Onorio Rosati |
Il segretario della Camera del lavoro di Milano che sulla vicenda Fiat subito precisa: “mi pare faccia notizia anzitutto perché riguarda l’ultima grande impresa manifatturiera rimasta in Italia, poi perché il confronto tra azienda e sindacati rimanda ad altre stagioni, come quelle “storiche” degli anni ’50 o degli anni ’80”.
Dunque Marchionne è realmente l’uomo che sta facendo voltare pagina al gruppo di Torino?
“L’amministratore delegato della Fiat vuole arrivare ad un nuovo modello di organizzazione e di relazioni coi lavoratori. La modalità con cui ha scelto di gestire il confronto è realmente irrituale, ma alla novità della forma non si accompagna alcuna novità nei contenuti”, che paiono a più di un osservatore molto vecchi. “Marchionne esclude chi non accetta la sua proposta, non offre margini di trattativa, non cerca in alcun modo soluzioni condivise” come avviene invece in altri paesi europei come la Germania, “dove Siemens o Volkswagen hanno firmato contratti che prevedono una compartecipazione dei lavoratori alle scelte dell’impresa”.

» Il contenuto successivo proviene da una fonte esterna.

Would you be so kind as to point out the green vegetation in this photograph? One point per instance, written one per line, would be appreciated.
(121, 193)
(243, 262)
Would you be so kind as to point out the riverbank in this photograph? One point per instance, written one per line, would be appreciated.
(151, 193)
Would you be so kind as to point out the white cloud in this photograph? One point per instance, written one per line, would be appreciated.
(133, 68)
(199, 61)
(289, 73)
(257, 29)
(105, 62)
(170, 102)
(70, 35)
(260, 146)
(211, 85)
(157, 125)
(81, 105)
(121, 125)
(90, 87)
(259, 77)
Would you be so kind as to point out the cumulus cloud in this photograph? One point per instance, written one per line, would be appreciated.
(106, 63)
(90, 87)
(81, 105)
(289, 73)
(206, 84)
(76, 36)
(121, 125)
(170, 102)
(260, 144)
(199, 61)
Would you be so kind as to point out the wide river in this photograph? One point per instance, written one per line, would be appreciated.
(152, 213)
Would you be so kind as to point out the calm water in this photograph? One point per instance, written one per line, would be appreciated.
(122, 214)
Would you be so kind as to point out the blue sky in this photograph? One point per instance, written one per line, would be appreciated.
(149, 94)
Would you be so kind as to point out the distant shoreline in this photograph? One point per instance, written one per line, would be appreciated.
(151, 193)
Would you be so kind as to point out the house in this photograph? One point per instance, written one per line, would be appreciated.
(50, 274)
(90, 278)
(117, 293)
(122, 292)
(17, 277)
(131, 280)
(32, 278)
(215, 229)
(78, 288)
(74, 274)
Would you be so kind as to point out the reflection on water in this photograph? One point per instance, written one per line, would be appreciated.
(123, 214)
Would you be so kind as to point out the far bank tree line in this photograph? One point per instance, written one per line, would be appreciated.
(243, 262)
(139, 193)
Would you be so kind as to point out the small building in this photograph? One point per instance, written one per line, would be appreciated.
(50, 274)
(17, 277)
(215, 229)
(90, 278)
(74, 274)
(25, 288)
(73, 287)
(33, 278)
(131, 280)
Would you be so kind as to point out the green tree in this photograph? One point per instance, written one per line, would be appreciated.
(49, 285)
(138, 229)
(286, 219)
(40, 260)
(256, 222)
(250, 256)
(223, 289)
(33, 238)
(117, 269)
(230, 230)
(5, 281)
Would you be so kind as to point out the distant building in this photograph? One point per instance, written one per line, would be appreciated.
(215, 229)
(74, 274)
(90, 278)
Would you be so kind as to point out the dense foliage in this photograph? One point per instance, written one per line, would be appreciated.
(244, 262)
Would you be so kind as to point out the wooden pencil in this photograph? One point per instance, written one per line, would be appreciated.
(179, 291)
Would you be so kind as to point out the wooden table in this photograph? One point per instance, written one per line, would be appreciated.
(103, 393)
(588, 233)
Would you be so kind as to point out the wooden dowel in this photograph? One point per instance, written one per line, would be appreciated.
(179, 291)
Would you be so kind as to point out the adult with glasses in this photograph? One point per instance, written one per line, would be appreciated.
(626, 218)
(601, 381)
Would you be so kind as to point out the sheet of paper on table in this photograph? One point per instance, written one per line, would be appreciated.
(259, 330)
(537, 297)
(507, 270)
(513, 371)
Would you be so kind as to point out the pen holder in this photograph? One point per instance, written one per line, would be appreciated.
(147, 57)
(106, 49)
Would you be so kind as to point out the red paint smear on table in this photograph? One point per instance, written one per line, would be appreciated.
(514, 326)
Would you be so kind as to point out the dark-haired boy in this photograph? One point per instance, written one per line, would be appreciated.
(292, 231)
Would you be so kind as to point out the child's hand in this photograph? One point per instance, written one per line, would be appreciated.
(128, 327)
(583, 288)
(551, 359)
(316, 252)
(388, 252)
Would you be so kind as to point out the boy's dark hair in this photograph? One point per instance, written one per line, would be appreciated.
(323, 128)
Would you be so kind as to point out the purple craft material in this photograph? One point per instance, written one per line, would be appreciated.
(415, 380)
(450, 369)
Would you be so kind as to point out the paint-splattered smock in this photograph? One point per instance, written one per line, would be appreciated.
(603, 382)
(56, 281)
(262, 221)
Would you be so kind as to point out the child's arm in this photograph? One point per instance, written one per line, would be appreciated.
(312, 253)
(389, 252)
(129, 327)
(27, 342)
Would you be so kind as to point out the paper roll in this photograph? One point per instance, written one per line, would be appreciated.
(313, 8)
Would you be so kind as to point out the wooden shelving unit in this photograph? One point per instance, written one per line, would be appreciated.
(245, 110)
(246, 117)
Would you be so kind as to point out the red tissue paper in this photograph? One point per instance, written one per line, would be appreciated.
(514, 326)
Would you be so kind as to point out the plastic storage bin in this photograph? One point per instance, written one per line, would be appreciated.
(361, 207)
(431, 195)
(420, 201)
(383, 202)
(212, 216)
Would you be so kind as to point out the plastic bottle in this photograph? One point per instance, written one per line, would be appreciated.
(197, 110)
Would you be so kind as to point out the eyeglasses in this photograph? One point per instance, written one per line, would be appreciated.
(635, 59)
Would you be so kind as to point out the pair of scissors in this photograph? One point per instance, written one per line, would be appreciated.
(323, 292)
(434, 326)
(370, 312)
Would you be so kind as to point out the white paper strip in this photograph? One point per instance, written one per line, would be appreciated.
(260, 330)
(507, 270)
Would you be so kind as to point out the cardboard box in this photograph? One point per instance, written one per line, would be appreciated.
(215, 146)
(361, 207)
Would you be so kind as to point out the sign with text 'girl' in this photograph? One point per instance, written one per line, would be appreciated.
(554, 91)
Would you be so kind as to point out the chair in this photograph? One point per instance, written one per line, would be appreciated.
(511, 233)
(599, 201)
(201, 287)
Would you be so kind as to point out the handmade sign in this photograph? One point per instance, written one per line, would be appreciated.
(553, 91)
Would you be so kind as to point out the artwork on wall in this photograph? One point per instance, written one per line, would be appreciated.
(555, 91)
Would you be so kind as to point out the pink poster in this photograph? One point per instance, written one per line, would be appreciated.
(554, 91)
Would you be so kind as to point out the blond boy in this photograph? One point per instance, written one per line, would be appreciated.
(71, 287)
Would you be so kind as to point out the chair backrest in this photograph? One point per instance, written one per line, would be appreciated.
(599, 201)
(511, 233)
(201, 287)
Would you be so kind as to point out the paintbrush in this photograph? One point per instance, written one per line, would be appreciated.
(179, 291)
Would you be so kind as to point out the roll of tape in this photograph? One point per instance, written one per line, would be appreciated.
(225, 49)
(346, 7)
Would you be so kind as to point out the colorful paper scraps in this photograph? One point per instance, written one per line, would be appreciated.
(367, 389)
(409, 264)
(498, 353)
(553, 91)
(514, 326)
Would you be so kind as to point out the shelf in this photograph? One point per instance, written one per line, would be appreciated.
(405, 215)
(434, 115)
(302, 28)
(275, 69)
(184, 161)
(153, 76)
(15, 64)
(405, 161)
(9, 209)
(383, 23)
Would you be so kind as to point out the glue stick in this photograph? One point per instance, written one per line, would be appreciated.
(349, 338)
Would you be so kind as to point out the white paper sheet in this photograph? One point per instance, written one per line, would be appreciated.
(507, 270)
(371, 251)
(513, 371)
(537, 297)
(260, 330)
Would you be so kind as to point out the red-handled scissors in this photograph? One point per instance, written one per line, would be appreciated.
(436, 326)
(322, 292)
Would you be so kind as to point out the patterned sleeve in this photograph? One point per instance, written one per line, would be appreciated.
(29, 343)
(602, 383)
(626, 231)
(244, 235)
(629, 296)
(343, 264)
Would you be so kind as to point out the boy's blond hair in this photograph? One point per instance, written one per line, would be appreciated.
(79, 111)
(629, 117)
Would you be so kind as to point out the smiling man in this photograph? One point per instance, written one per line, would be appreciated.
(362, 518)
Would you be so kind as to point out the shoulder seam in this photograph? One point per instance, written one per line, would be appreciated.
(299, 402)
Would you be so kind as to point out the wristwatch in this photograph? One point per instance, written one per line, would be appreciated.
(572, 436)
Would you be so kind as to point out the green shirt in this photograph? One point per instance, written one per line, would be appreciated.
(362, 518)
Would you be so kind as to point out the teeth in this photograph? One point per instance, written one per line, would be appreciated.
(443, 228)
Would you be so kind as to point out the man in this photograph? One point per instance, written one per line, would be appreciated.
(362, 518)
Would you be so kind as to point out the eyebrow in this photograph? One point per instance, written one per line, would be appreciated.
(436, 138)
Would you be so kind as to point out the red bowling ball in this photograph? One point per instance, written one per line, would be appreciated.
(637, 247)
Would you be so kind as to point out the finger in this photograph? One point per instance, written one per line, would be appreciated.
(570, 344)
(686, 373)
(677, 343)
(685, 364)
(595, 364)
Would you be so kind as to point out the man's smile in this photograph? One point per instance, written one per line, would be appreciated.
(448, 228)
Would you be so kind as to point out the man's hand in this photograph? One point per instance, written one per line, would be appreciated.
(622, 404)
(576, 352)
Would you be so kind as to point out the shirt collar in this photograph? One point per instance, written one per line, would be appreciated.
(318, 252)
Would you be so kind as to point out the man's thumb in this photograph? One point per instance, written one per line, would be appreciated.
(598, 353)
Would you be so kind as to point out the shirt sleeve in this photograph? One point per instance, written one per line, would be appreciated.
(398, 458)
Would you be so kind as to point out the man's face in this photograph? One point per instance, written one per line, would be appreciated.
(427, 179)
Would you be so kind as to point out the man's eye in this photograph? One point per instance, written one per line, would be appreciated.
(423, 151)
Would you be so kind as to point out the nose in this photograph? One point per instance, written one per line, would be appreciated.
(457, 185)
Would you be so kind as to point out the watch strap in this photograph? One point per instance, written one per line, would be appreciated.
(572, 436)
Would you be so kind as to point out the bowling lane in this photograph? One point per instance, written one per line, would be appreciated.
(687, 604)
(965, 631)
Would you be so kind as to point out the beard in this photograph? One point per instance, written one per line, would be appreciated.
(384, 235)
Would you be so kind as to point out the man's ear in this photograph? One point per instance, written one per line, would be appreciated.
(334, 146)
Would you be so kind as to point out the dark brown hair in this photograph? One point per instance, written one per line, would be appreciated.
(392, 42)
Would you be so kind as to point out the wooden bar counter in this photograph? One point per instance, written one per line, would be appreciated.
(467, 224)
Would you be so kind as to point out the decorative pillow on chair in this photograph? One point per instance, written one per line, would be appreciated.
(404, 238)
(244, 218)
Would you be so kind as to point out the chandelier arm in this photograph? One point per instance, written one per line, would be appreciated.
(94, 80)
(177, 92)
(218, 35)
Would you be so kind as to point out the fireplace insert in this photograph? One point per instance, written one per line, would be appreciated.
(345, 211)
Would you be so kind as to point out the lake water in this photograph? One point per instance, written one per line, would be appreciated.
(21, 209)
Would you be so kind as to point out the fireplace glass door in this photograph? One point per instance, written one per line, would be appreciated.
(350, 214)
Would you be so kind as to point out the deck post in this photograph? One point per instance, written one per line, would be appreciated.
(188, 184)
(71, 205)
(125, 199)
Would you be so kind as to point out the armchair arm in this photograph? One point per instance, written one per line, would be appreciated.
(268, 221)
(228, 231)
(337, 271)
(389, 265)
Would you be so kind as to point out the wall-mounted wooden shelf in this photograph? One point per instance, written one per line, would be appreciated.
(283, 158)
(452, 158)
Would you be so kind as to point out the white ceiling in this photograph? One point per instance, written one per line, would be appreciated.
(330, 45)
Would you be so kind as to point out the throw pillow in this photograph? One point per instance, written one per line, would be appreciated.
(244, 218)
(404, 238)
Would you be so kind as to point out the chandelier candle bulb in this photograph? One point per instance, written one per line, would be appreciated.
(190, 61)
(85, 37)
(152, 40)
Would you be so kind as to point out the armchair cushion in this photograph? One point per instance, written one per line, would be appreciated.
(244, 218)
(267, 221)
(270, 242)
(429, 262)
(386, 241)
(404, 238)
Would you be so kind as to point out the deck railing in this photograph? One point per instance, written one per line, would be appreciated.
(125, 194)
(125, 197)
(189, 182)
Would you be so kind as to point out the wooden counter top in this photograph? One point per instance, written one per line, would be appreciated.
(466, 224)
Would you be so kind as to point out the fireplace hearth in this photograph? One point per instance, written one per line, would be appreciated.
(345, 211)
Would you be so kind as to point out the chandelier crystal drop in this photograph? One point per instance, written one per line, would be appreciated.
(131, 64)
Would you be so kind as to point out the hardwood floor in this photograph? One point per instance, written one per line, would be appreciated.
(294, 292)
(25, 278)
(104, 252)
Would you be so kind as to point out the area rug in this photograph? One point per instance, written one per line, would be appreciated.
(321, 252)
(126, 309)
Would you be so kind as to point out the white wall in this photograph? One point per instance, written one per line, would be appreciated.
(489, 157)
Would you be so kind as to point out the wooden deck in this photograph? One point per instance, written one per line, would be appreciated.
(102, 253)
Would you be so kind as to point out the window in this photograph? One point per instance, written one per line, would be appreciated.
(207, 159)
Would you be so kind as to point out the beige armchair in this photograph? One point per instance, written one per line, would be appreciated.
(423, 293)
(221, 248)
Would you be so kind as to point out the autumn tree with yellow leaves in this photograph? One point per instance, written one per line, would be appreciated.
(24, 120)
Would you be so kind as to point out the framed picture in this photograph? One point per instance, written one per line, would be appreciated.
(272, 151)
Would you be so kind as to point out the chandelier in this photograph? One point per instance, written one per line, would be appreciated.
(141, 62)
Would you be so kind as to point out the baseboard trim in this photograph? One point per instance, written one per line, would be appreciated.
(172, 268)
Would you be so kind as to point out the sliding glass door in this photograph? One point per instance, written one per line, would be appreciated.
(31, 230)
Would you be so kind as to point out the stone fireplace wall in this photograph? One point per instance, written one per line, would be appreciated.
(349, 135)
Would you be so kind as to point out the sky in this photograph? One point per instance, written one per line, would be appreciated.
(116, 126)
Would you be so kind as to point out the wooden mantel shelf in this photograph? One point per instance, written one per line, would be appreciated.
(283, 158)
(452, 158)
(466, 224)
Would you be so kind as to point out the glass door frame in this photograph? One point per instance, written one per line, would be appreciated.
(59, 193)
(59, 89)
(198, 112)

Insomma, quella di Marchionne più che una rivoluzione è una restaurazione? “Dal suo punto di vista Marchionne cerca di aumentare la competitività della Fiat, ma lo fa escludendo il sindacato che ha la maggioranza relativa degli iscritti”, col rischio di dover fronteggiare un’infinità di ricorsi alla magistratura. “Occorrerà naturalmente attendere l’esito del referendum sugli accordi di Pomigliano e Mirafiori e nel caso di una vittoria dei sì prendere atto di quanto avvenuto e aprire una seria discussione in seno alla CGIL e alla Fiom”. Eppure dipingere la Fiom come un blocco monolitico incapace di dialogare con le controparti è una semplificazione fuorviante: “Vedo in Lombardia, dove ogni giorno la Fiom siede a tavoli di trattativa con aziende grandi e piccole e sigla regolarmente contratti aziendali, integrativi, fornisce il suo aiuto per gestire situazioni di crisi, con molta ragionevolezza”.